Although its ugly, the new code is here.
This shows the entire ISR in assembly now. I do like it much better.
Tonight I happened to transfer a track that has a good sector. The sector header passed checksum, as did the data portion of it. I decoded the data portion (after modifying and combining marco’s code with floppy.c) and displayed it on screen, comparing it with the amiga. Everything was exactly correct, so I have one good complete sector. Now if only all of them could be like that.
For the most part, I appear to only be off in sector size by perhaps 10 bytes or so, although there is an occasional missed or skipped sector. I haven’t manually looked at these yet BUT I’m betting if the size is right the data will be right, and that’s good. Fix my size problem, and go home happy.
I’m going to try David’s idea of using only edge-based interrupts, but I’m not sure yet what indirect complications that might bring up. I’m going to put some thought into it.
Slight offtopic – could you please measure a typical STEP pulse width on your Amiga? I am now considering different ways of dealing with it, from interrupt-driven to polled.
Thank you in advance.
The way I’m hooked up currently doesn’t appear its going to work to measure the STEP pulse.
I have a cable running from the daisy-chain port(would be used to attach another drive) of the drive which obviously passes on the READ data and the WRITE data lines from the main port , plus a bunch of others — but I dont think STEP is one of them.

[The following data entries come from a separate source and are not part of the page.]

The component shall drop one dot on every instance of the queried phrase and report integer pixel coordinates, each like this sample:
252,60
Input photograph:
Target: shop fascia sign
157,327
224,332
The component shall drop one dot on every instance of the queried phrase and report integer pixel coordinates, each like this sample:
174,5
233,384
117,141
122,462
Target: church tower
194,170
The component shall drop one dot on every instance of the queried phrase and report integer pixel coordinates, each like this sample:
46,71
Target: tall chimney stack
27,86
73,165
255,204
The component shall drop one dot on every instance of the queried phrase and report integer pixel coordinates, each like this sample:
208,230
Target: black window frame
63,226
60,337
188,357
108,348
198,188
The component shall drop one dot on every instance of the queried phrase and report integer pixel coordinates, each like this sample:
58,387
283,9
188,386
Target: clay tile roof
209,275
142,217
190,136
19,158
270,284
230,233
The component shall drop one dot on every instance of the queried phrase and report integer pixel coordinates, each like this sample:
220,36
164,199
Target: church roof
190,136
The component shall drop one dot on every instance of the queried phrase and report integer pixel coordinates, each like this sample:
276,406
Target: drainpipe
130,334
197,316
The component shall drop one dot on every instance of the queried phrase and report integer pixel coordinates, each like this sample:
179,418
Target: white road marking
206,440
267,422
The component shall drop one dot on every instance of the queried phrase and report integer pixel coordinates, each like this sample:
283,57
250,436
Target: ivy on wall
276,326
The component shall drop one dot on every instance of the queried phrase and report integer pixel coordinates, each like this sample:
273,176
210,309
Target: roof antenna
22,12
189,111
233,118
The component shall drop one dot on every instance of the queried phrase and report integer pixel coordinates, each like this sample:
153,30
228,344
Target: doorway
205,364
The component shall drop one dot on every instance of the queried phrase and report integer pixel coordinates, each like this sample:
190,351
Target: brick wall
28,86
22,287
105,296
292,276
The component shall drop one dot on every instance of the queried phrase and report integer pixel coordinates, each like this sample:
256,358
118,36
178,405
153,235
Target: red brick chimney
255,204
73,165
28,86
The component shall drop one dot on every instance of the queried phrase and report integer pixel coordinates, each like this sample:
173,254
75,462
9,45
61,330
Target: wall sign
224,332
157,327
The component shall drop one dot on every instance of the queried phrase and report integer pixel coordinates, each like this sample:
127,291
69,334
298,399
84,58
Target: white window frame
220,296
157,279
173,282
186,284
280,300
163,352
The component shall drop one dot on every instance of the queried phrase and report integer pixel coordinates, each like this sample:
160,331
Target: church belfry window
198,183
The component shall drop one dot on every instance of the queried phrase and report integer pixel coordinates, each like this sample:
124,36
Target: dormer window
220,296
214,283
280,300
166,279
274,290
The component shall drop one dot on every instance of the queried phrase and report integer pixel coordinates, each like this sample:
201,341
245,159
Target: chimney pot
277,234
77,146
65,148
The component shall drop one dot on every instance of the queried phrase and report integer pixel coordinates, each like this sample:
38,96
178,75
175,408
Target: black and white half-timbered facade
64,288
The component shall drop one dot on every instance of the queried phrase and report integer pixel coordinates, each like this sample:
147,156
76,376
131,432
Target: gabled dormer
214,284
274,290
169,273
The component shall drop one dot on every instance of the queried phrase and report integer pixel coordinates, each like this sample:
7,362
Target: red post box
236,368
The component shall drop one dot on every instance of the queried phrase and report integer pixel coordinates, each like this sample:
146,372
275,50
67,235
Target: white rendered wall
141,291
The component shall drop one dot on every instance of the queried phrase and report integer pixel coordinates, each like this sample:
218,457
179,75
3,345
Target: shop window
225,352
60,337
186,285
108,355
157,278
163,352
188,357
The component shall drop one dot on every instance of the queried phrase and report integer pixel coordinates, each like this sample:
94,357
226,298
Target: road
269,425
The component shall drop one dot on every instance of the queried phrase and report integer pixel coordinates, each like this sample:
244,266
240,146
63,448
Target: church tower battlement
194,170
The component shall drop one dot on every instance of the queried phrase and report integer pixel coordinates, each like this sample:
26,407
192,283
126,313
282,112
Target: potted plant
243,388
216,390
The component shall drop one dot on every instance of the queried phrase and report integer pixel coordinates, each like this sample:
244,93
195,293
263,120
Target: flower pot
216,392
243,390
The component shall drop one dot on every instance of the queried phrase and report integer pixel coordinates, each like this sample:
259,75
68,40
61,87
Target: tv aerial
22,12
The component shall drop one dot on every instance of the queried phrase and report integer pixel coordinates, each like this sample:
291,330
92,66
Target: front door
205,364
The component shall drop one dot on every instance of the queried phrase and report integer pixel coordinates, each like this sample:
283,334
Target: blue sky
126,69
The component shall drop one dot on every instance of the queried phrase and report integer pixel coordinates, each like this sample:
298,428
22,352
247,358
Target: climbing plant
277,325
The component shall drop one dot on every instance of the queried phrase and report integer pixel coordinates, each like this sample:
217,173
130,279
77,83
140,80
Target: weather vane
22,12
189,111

When I put my scope on the STEP pin, I see a signal that appears to be influenced by the read data that I’m monitoring — I think this is just crosstalk.
I don’t have the hardware setup to measure that pulse right now. I do plan to buy a cheap “data tap” which will let me get into the middle of a cable, I just haven’t bought it yet.
If it helps, the docs I’ve seen show it as a low quick pulse of ~500ns, with 18ms worst case time before you should send the next one.
This help?
Thanks, the figures are good start. At least I know I’d better be looking for the pulse’s front rather than for its low level which seems almost impossible to detect with polling technique in a tight but lengthy loop.